If you've ever seen Barbarella on video or, even worse, castrated for television, you know how murky all those hip ‘60's browns and oranges can be. Fortunately, the DVD presentation is nothing short of glorious, with only a few minor scratches and the usual specks on the original print lending some authenticity to the viewing experience. Don't think that the original widescreen presentation will make the plot more coherent, though: it just means you get to see every freaky little detail in this piece of super-silly, super-sexy, psychedelic ‘60's cinema.

This is the only disappointing aspect of this particular DVD: the extras are limited to the inclusion of the theatrical trailer. While the menu illustrations are nice (you can see some of the leggy drawing on the box cover), they just don't compensate for what's missing: commentary by Fonda, anyone? Or how about some commentary by a film buff who might clue us in on how they filmed the zero-grav strip tease? Even some screens of text production notes would have made this feel more like a $30 disc.

B Chris Holland

GALAXY QUEST

This movie's version of Star Trek is a show called Galaxy Quest, which apparently had a four-year run back in the ‘70's. In the present, the show has gained a fanatic cult following, but the only work the cast can find is making personal appearances at conventions and store openings. Enter the Thermians, an alien race currently being blasted into oblivion by an evil green lobster guy called Sarris (Robin Sachs). The Thermians have intercepted the TV signals of the original broadcast, and think they are recruiting the butt-kicking crew of the series, when in reality they're getting a bunch of actors who quickly realize they are in way, way over their heads.

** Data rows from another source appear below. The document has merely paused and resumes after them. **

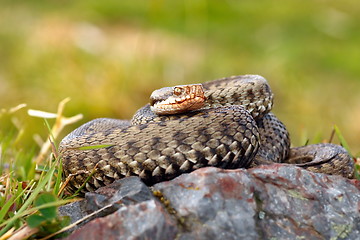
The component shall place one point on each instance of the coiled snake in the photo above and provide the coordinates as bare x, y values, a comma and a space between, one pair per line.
223, 123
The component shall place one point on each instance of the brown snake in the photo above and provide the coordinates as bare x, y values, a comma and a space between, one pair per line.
233, 128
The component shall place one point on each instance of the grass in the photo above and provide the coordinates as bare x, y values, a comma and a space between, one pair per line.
31, 183
109, 56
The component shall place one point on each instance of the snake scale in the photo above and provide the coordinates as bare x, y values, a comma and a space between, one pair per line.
231, 127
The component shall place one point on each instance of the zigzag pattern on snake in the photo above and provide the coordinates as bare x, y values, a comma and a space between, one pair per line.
233, 129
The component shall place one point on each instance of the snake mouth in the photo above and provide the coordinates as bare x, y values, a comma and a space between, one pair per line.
177, 99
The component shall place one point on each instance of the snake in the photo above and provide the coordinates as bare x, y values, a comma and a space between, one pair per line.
225, 123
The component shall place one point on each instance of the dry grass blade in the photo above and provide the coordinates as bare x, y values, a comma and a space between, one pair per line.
60, 123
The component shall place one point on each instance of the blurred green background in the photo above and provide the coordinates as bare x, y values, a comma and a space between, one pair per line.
108, 56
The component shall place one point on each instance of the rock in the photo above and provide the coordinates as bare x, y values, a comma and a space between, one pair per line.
276, 201
146, 220
268, 202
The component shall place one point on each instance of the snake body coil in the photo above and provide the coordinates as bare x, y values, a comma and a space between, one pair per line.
234, 128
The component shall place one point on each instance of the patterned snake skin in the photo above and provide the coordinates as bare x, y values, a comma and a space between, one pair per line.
233, 129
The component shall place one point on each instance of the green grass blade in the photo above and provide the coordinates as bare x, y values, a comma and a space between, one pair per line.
40, 186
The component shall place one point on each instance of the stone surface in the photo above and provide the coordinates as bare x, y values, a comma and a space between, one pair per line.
269, 202
146, 220
108, 199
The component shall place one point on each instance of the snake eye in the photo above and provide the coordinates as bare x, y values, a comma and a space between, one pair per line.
178, 91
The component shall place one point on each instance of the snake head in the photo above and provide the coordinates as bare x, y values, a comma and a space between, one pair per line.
178, 99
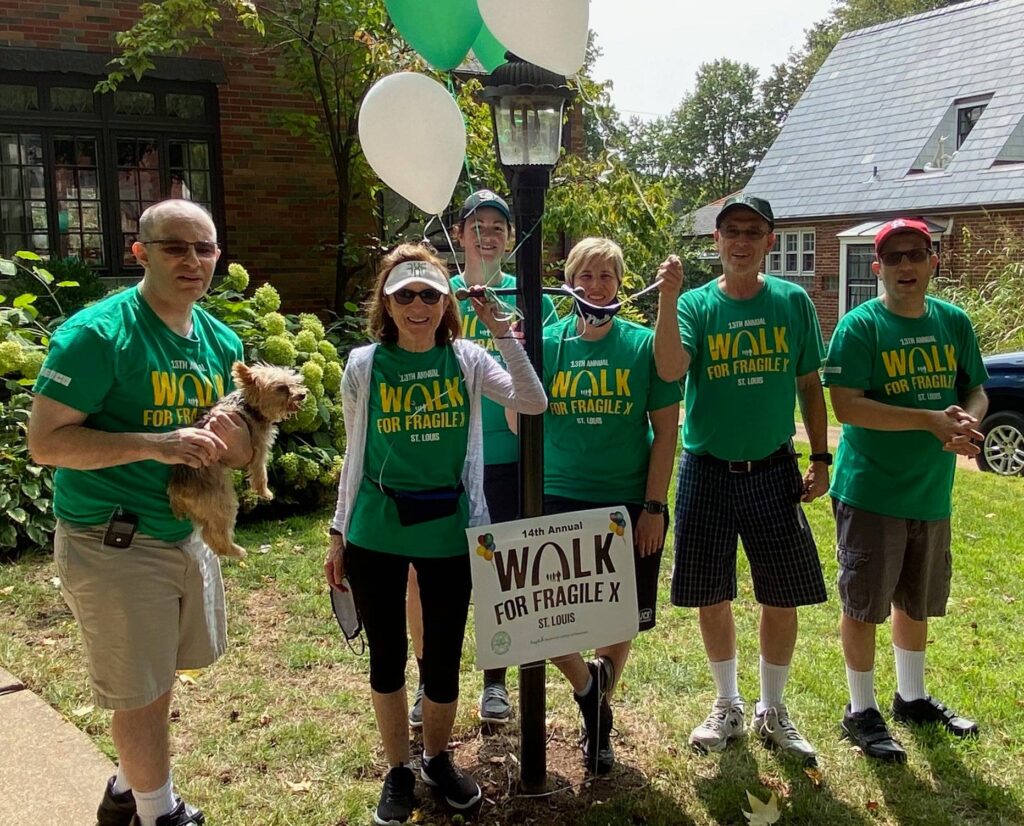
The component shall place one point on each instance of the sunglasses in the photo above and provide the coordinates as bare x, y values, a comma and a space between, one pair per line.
407, 296
915, 256
179, 249
734, 232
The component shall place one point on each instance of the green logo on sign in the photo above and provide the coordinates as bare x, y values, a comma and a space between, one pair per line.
501, 643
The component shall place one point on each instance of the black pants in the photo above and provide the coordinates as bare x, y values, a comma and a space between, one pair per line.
379, 581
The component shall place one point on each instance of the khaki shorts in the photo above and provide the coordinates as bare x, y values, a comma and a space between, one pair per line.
144, 611
884, 560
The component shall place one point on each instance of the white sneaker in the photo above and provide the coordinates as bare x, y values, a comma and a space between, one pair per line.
778, 732
725, 723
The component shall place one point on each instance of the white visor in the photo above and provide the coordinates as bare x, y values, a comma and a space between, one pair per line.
416, 272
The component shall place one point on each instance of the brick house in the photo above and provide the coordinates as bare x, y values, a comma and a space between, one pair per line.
922, 116
77, 168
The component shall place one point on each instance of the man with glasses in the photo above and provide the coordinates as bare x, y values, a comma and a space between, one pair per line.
905, 378
122, 384
749, 345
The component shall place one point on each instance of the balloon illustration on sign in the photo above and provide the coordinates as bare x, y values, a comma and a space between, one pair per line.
549, 33
414, 137
442, 31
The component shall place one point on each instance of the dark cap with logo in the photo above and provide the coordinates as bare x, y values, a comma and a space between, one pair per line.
753, 203
890, 228
484, 198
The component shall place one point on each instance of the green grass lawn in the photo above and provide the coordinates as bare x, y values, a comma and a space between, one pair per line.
281, 731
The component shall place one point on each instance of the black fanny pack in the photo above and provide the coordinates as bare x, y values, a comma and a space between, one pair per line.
416, 507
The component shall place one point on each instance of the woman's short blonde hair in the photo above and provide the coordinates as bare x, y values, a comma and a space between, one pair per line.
381, 325
588, 251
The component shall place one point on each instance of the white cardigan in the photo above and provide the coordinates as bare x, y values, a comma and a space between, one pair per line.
517, 388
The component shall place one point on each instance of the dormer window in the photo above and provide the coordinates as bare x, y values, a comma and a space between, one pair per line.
967, 117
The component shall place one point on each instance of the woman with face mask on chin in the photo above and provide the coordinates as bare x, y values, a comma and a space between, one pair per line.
609, 439
412, 483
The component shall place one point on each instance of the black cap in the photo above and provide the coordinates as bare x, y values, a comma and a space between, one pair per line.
484, 198
753, 203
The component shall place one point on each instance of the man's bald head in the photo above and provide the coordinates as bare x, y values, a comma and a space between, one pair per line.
154, 217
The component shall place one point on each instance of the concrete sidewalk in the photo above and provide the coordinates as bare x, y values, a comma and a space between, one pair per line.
50, 773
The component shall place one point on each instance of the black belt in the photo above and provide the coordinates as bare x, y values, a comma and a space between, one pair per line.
783, 453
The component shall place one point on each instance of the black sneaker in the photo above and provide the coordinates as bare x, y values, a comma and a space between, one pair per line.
397, 797
460, 790
868, 732
116, 810
598, 755
181, 815
928, 709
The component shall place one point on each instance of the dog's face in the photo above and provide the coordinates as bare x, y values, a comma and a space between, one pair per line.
275, 392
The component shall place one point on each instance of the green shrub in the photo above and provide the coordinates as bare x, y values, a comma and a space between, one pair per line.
80, 286
306, 459
994, 303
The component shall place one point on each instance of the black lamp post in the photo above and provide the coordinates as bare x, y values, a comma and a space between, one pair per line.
526, 103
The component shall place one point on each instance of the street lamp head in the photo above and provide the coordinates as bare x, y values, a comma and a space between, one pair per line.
526, 103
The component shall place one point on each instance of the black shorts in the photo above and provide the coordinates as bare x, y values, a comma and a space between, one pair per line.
716, 507
646, 567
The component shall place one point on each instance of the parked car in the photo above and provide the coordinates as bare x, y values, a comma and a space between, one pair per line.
1003, 451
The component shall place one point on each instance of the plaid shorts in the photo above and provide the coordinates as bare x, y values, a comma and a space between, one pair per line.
715, 507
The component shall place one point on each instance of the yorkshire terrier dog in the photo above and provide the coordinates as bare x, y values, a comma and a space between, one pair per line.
206, 495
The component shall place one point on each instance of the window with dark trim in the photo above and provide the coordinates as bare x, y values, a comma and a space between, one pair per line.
77, 169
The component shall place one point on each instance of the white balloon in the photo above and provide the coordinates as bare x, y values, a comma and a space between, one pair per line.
414, 137
549, 33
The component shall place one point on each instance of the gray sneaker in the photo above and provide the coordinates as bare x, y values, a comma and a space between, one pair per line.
416, 712
495, 705
725, 723
777, 732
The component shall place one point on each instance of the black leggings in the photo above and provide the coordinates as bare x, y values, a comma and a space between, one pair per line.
379, 590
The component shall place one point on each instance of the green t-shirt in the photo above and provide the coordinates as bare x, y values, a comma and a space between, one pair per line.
927, 363
597, 434
500, 443
417, 436
745, 357
121, 364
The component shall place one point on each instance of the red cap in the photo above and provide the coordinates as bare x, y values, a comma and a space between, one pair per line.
901, 225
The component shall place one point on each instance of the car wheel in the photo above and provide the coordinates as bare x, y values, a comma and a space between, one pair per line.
1003, 449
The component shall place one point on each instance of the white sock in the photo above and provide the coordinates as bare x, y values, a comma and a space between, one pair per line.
587, 688
861, 690
152, 805
121, 784
909, 674
772, 685
724, 675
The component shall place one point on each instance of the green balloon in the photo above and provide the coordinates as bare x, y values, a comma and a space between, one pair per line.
441, 31
488, 51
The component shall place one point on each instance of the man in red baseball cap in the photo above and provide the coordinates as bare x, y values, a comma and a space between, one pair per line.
905, 378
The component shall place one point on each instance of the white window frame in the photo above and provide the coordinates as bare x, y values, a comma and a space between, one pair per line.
793, 241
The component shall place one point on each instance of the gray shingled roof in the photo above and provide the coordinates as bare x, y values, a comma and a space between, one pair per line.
879, 100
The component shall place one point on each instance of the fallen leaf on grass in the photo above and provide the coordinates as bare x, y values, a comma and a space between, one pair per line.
815, 776
763, 813
187, 678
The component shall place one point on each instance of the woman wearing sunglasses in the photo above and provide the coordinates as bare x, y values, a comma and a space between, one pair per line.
412, 483
607, 404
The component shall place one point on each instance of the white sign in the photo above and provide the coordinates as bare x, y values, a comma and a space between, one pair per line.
552, 585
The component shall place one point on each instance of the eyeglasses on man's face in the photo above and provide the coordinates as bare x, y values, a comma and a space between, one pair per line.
914, 256
407, 296
735, 232
179, 249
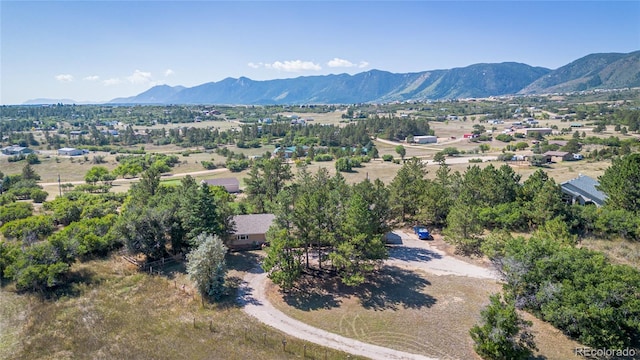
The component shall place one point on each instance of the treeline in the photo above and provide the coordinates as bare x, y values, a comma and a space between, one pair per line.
39, 248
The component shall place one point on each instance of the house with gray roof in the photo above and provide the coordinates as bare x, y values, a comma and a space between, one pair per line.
250, 230
583, 190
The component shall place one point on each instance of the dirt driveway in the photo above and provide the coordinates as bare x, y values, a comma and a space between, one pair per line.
408, 252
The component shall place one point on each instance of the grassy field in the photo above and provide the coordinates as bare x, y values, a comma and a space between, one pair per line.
119, 313
410, 311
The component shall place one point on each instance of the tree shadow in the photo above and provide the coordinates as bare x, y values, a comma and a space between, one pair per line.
393, 288
407, 253
393, 238
74, 285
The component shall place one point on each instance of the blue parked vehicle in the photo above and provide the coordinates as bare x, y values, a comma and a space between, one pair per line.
422, 232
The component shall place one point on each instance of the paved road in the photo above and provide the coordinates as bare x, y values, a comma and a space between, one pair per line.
409, 253
252, 296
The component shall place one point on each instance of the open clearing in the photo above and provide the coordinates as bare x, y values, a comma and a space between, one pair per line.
114, 312
424, 311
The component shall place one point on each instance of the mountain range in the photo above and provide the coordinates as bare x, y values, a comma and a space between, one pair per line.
595, 71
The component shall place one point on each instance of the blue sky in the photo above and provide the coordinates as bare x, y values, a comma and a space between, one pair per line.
99, 50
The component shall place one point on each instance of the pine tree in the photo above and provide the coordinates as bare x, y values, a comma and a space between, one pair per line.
502, 334
207, 267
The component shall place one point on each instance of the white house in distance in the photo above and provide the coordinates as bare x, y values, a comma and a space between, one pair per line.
232, 185
16, 150
70, 152
426, 139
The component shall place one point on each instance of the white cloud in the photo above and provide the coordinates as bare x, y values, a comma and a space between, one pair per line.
64, 77
140, 77
294, 66
112, 81
337, 62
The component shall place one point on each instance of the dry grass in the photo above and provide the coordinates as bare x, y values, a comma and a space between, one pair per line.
114, 312
409, 311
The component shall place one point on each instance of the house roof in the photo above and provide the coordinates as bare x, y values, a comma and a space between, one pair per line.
230, 184
556, 153
252, 224
586, 187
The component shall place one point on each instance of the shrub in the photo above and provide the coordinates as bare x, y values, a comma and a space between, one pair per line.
15, 211
38, 196
504, 138
323, 157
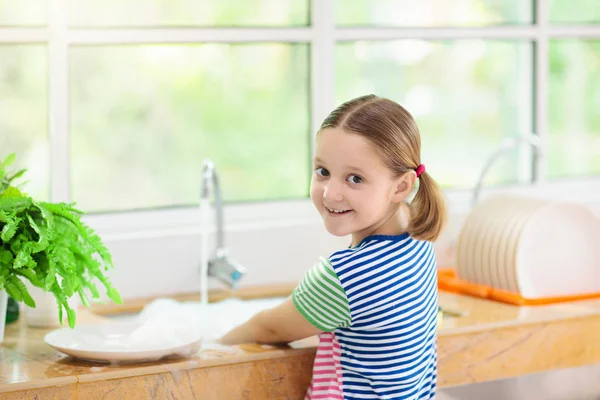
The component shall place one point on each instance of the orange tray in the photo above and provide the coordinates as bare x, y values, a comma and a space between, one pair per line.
449, 282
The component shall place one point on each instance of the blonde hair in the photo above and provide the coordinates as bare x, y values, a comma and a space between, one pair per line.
394, 132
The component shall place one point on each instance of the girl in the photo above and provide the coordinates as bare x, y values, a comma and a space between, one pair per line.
374, 304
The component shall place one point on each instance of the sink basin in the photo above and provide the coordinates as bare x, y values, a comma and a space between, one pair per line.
216, 319
211, 322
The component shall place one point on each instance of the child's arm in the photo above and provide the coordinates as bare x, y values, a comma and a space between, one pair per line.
280, 324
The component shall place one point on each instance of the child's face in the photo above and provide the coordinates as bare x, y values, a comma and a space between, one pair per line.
353, 190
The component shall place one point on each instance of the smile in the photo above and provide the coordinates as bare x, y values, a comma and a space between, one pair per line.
331, 210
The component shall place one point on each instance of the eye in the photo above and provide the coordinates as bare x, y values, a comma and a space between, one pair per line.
355, 179
322, 171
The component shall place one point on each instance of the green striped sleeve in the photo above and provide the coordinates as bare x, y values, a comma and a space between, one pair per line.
320, 298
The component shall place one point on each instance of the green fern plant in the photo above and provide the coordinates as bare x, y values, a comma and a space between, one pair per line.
41, 242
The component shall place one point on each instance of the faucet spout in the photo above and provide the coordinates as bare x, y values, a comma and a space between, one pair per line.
220, 265
507, 145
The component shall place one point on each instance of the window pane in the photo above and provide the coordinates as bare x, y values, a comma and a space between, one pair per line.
574, 104
144, 117
569, 12
24, 114
467, 96
113, 13
429, 13
22, 12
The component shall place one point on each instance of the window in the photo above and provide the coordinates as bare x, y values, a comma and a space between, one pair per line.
433, 13
116, 103
147, 13
574, 105
148, 115
22, 13
24, 112
466, 95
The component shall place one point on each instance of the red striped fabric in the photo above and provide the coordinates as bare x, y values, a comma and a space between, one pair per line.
327, 370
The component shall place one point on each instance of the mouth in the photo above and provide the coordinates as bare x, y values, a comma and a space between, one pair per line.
336, 212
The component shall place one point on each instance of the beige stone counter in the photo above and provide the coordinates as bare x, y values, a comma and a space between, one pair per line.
490, 341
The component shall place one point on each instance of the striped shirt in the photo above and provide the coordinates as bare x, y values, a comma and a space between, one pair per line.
376, 304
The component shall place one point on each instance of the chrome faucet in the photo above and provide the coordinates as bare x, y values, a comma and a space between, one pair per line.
220, 265
508, 144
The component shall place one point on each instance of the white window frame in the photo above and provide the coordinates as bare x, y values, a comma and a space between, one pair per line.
322, 35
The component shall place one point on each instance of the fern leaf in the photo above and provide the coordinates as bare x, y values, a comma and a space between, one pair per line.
10, 229
17, 289
16, 204
46, 216
9, 160
83, 297
42, 242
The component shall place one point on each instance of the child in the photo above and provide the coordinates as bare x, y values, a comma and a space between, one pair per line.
374, 304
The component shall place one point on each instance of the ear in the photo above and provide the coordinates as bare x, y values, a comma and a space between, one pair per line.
403, 186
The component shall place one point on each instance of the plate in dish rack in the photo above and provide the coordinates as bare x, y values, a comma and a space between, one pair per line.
118, 341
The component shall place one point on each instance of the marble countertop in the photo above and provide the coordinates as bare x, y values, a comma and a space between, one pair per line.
488, 341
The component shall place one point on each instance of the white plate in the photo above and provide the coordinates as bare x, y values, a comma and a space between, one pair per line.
118, 341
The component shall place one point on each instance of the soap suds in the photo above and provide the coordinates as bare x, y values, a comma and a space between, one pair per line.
166, 323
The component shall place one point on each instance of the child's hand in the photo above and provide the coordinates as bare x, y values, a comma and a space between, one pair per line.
280, 324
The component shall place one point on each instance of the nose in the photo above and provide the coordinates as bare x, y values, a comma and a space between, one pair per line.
332, 192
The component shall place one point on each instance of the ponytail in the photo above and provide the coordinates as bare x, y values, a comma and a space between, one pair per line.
427, 210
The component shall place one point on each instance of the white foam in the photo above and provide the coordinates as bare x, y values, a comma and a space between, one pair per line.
169, 322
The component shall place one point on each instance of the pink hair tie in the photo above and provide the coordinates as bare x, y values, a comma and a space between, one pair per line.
420, 169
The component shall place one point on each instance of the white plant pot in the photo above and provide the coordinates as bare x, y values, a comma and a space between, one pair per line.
3, 305
45, 313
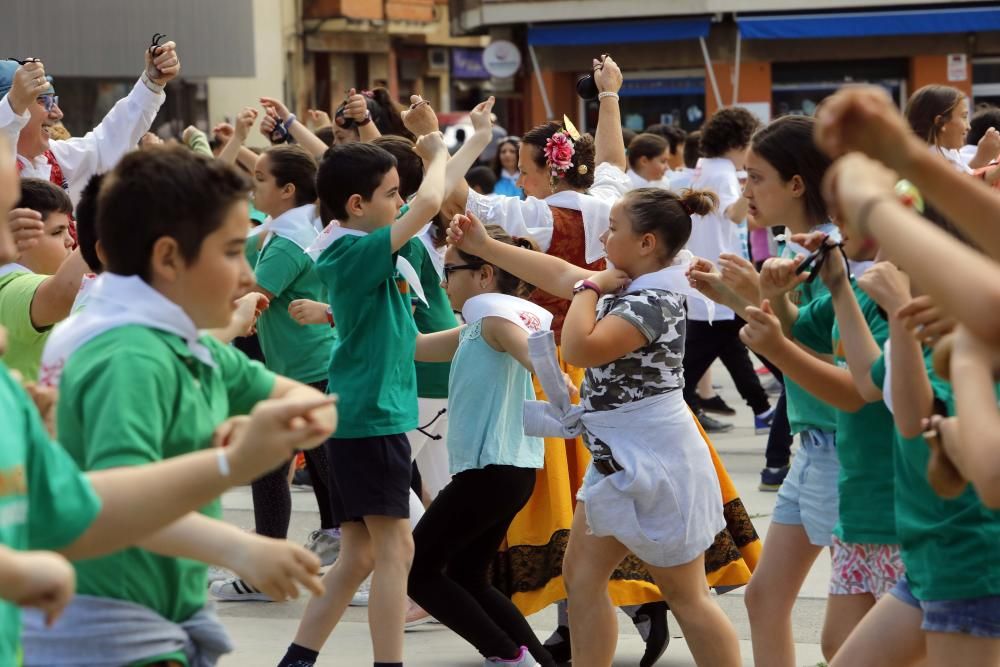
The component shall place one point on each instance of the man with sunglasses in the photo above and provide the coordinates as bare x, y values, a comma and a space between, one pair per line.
29, 107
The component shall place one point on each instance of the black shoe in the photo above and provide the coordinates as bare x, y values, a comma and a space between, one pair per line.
712, 425
716, 405
559, 647
651, 621
771, 478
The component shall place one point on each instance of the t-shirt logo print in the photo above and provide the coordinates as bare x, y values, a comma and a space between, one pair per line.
530, 320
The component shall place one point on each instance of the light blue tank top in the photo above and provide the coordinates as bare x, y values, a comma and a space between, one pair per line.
486, 394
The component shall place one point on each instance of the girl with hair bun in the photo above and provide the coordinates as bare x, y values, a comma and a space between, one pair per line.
657, 499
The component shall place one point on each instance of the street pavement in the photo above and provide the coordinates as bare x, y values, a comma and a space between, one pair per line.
262, 631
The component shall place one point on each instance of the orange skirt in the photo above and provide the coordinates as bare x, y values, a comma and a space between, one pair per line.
529, 566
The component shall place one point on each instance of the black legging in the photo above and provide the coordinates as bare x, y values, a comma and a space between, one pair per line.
455, 543
272, 499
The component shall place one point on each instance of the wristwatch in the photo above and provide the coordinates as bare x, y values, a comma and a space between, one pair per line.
585, 284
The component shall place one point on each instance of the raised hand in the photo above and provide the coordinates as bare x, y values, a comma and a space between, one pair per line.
163, 64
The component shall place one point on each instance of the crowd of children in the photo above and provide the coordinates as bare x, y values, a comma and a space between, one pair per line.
498, 380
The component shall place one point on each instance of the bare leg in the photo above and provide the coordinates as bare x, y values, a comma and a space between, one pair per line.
709, 633
587, 567
889, 634
784, 563
392, 545
843, 614
341, 581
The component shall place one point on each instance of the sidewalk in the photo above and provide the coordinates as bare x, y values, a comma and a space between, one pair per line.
262, 631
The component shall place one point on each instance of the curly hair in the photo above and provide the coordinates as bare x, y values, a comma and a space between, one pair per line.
729, 129
583, 156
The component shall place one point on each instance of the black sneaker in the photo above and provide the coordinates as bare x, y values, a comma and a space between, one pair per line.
771, 478
716, 405
712, 425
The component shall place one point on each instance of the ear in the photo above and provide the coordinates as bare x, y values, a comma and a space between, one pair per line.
165, 261
355, 206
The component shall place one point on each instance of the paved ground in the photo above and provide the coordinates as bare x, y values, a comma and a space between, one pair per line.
261, 631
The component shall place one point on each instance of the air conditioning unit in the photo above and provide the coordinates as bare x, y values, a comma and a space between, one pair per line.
437, 59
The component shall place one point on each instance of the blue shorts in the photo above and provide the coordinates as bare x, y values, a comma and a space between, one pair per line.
979, 617
808, 497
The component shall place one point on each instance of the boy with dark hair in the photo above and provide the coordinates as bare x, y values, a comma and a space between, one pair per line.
725, 140
373, 370
141, 384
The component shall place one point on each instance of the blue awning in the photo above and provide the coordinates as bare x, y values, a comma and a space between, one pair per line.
624, 32
870, 24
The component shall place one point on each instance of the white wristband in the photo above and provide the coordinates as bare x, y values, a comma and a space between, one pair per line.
223, 461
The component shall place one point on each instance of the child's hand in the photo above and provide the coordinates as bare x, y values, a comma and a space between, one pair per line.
925, 320
430, 145
740, 276
44, 580
610, 281
762, 332
420, 118
482, 116
942, 436
887, 285
467, 233
244, 121
276, 567
778, 277
305, 311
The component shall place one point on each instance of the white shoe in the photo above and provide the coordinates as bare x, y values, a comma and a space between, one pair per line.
235, 589
523, 659
360, 598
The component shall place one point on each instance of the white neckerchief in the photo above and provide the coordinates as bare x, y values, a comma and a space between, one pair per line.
525, 314
334, 232
117, 301
299, 225
595, 219
672, 279
13, 267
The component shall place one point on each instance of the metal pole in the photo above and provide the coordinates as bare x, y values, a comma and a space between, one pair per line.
711, 73
736, 73
541, 82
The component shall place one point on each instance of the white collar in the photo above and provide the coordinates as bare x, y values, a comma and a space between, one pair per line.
525, 314
334, 232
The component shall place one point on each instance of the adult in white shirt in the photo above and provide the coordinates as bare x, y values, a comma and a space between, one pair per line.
649, 162
29, 107
724, 143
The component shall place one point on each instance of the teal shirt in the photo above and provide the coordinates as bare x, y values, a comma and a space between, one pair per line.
436, 315
371, 367
45, 501
864, 438
300, 352
486, 424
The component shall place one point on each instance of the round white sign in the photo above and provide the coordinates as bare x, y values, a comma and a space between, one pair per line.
502, 59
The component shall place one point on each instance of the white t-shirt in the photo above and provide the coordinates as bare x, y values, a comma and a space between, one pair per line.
714, 234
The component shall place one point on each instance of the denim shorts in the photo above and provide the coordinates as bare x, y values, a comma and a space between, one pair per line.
979, 617
808, 497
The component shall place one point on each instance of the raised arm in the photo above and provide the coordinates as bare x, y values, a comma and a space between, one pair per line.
547, 272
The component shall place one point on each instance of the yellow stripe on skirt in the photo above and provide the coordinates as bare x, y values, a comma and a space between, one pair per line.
528, 567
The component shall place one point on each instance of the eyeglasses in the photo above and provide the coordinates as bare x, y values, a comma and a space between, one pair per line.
448, 270
50, 102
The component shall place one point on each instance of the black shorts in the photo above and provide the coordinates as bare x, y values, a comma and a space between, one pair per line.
369, 477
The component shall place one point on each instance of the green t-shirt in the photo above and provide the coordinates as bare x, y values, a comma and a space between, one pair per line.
135, 395
24, 342
437, 315
300, 352
371, 367
864, 438
949, 547
45, 502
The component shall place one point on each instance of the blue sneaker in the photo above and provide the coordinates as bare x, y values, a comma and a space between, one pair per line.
762, 422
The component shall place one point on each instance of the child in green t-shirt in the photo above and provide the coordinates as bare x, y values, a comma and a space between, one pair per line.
372, 368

The cast is uniformly good Tim Allen as Commander Peter Quincy Taggart, a blonde Sigourney Weaver as Lt. Tawny Madison (whose only job is to repeat everything the ship's computer says), and Alan Rickman as Alexander Dane, an embittered Shakespearian actor whose role was Dr. Lazaras, the ship's resident alien. Rounding things out are Tony Shalhoub as Tech Sergeant Kwan, apparently stoned to the gills and therefore the only actor to take everything in stride.

Though the earlier parts dwell on some of the darker things we've heard over the years about the Classic Trek crew, it rarely gets as biting or satiric as one would hope.

The transfer is crystal clear, and the sound magnificent. The colors in the scene where the crew must journey to the surface of an alien planet to scavenge for fuel seem too bright, but hey: it's an alien planet (well, Utah, which is close enough).

The disc has one of the longest-running jokes I've yet seen: the Thermian language track. Yes, audio track 3 is the movie's dialogue in the Thermian's bizarre, barking seal tongue. The gag would have been even better had they mixed in the sound effects and music. Galaxy Quest is certainly entertaining enough for a rental, even for non-genre fans; it's a good, harmless comedy-adventure. However, only Trekkies with a sense of humor should apply the Galaxy Quest convention segments are painfully realistic.